Submitted to: Journal of Applied Polymer Science
Publication Type: Peer Reviewed Journal
Publication Acceptance Date: 4/29/2002
Publication Date: 3/1/2002
Citation: LIU, C. ABSORPTION OF GLYCEROL AND ITS EFFECTS ON THE PHYSICAL PROPERTY OF A COLLAGENOUS MATERIAL - LEATHER. JOURNAL OF APPLIED POLYMER SCIENCE. 2003. V. 87. P. 1221-1231. Interpretive Summary: Leather is commonly treated with lubricants called fatliquors to impart softness and flexibility. Traditional lubricants, however, are known to impair the mechanical strength of leather. They also do not promote the retention of essential moisture, thus leaving the leather prone to over-drying. We have investigated the use of glycerol as a lubricant for leather. Glycerol is a humectant with the ability to retain moisture, thereby preventing the leather from over-drying due to environmental changes, such as low humidity and high temperature. This investigation has demonstrated that leather treated with glycerol is significantly reduced in its stiffness, indicating the lubrication function of glycerol in leather. This research suggests that humectants are potential alternatives or additives to traditional fatliquors to help prevent aged leather products from becoming brittle and fragile.

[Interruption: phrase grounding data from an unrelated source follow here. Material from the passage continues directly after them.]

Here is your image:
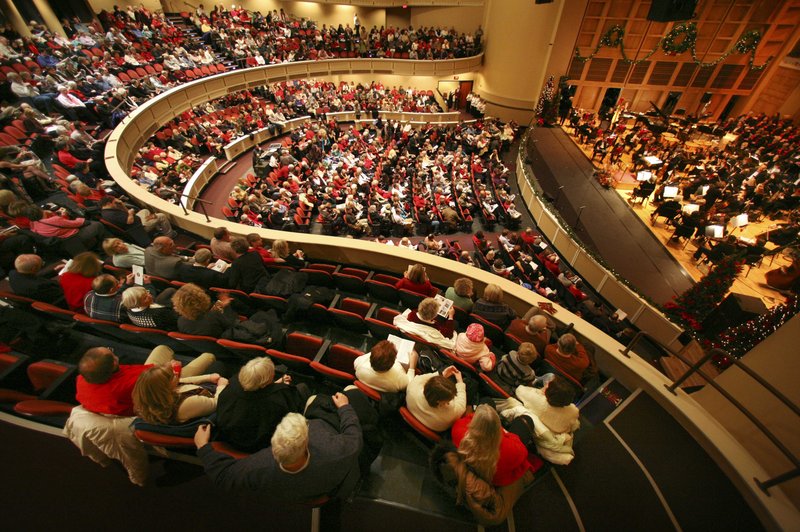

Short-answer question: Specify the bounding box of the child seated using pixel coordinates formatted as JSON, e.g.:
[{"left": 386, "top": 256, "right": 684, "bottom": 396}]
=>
[
  {"left": 495, "top": 342, "right": 553, "bottom": 389},
  {"left": 454, "top": 323, "right": 495, "bottom": 371}
]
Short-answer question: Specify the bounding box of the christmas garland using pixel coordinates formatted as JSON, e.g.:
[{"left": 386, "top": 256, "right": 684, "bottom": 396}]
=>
[
  {"left": 709, "top": 296, "right": 799, "bottom": 369},
  {"left": 575, "top": 22, "right": 771, "bottom": 71}
]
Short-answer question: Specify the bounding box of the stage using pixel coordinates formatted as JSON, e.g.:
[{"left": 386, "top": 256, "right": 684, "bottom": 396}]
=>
[{"left": 524, "top": 126, "right": 695, "bottom": 306}]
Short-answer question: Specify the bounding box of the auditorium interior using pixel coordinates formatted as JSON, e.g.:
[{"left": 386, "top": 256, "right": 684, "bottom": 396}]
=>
[{"left": 0, "top": 0, "right": 798, "bottom": 530}]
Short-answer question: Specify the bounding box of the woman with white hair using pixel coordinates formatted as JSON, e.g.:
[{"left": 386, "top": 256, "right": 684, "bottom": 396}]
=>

Technical Abstract: An aqueous solution of glycerol was applied to leather to evaluate its effects on the physical properties of leather, particularly stiffness. Young's modulus, initial strain energy and acoustic emission methods were used to characterize the stiffness of resultant leather treated with these glycerol solutions. Measurements revealed that glycerol treatment significantly reduced the stiffness of the dried leather, indicating the strong lubrication function of glycerol to leather. Experiments were also conducted to investigate the mechanism of glycerol adsorption into the leather matrix. Fick's second law of diffusion was employed to system- atically derive a mathematical model for absorption rate. The effect of temperature on the absorption rate was also included in the model by incorporating the Arrhenius equation into Fick's second law of diffusion. The resultant model fits the experimental data very well. It not only depicts the mechanism of absorption, but also predicts the absorption rate as a function of key variables.